The fixK2 gene is regulated positively by FixLJ and negatively by its own product.
A translational fusion of lacZ was constructed within the 43rd fixK2 codon (at an EcoRI site [Fig. 1A]) and integrated at the chromosomal fixK2 locus of the B. japonicum wild type and the fixJ, fixK1, and fixK2 mutants. For this purpose, the fusion was first constructed in vector pNM480B and then transferred into pSUP202 for cointegration into the chromosome (18). β-Galactosidase (β-Gal) activity expressed from the reporter fusion was determined in cells grown aerobically or microaerobically as described previously (1, 2). Table 1 shows that fixK2 expression is induced about 10-fold in microaerobically grown cells compared with aerobically grown cells and that this induction requires FixJ but not FixK1. A very strong induction (60-fold) in the fixK2 mutant suggests that FixK2 negatively regulates expression of its own structural gene in the wild type. Whether this autoregulation is direct or indirect, e.g., via activation of a repressor gene, is not known. In this context, it is of interest that ORF138 (Fig. 1), a gene for a FixJ homolog lacking the C-terminal DNA-binding domain (1), is induced (sixfold) under microaerobic growth conditions and that this induction partly depends on FixK2 but not FixJ (18). More work is needed to explore the possibility that the ORF138 protein is a player in the negative autoregulatory circuitry involving FixK2.
TABLE 1.
Expression of chromosomally integrated lacZ fusions in B. japonicum wild-type and mutant backgrounds
| Strain | lacZ fusion | Disrupted gene | β-Gal activitya (Miller units) in cells grown
|
|
|---|---|---|---|---|
| Aerobically | Microaerobically | |||
| 9054 | fixK2′-′lacZ | None (wild type) | 32 | 348 |
| 9054J | fixK2′-′lacZ | fixJ | 25 | 75 |
| 9054K1 | fixK2′-′lacZ | fixK1 | 35 | 273 |
| 9054K2 | fixK2′-′lacZ | fixK2 | 55 | 3,420 |
| 9036 | fixK1′-′lacZ | None (wild type) | 7 | 54 |
| 9036J | fixK1′-′lacZ | fixJ | 4 | 6 |
| 9036K1 | fixK1′-′lacZ | fixK1 | 4 | 50 |
| 9036K2 | fixK1′-′lacZ | fixK2 | 3 | 7 |
| 8003 | rpoN′-′lacZ | None (wild type) | 7 | 66 |
| 8003J | rpoN′-′lacZ | fixJ | 4 | 10 |
| 8003K1 | rpoN′-′lacZ | fixK1 | 7 | 60 |
| 8003K2 | rpoN′-′lacZ | fixK2 | 6 | 6 |
| 3604 | fixP′-lacZ | None (wild type) | 3 | 141 |
| 3605 | fixP′-′lacZ | fixJ | 4 | 4 |
All experiments were repeated at least once for confirmation; the standard deviations ranged between 0 and 38%. β-Gal assays were performed as described by Miller (17).

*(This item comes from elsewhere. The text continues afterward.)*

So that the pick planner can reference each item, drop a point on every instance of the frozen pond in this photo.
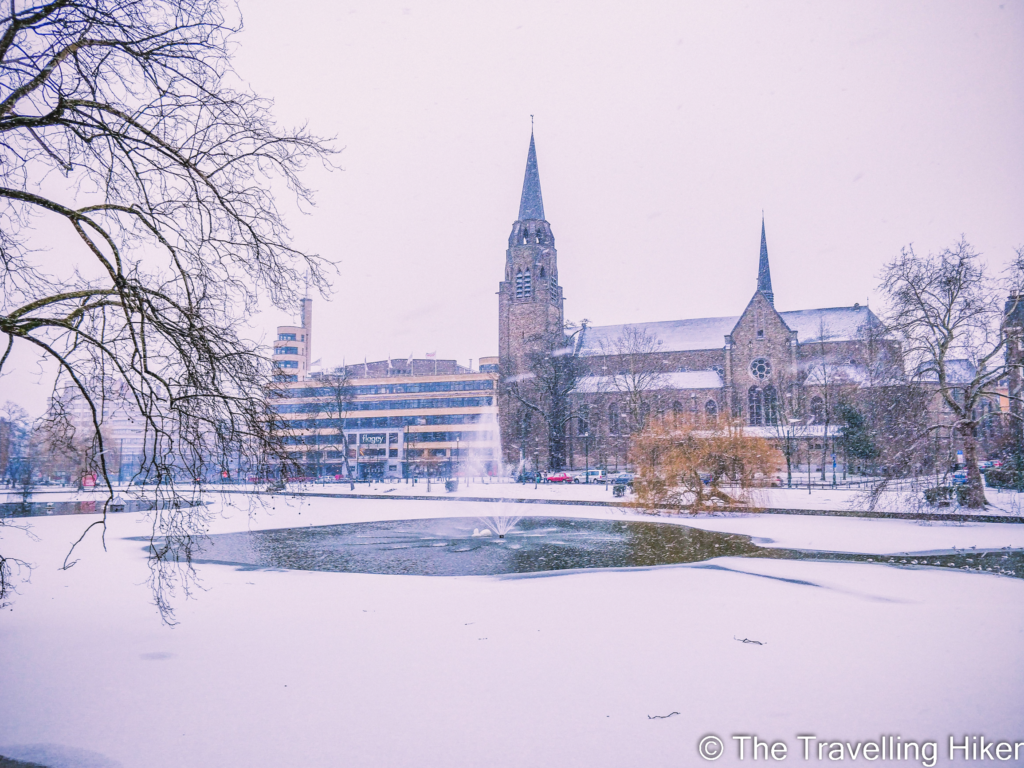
(460, 546)
(91, 507)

The transcription start site of fixK2 was determined by primer extension experiments in microaerobically grown cells of strain 9054 containing the chromosomally integrated fixK2′-′lacZ fusion, using fixK2- and lacZ-specific oligonucleotides (3′-GGGTCTGTGAGTTCTGGGTCCACTAGTTGTGGG-5′and 3′-GCAATGGGTTGAATTAGCGGAACGTCGTGTAGG-5′, respectively) as primers. Both primers produced extension products terminating at the T marked by an arrow in Fig. 2A (position +1). The extension products were weak in a fixJ mutant but very strong in a fixK2 mutant (results not shown), which is consistent with the lacZ expression data of Table 1. There are two conserved nucleotide sequence elements, at the −65 and −35 regions (Fig. 2A), that are also present in other rhizobial FixJ-dependent promoter regions (28). We tested plasmid-encoded fixK2′-′lacZ fusions in the microaerobically grown wild type for the relevance of the conserved regions. A plasmid (pRJ9051) containing upstream DNA up to a BamHI site within ORF138 (Fig. 1A) produced 454 U of β-Gal activity, whereas a deletion clone (pRJ9053), in which DNA upstream of the EcoRV site at position −47 was removed (Fig. 2A), produced only 34 U. Taken together, all of the data described in this section support the notion that FixJ is the direct activator of fixK2.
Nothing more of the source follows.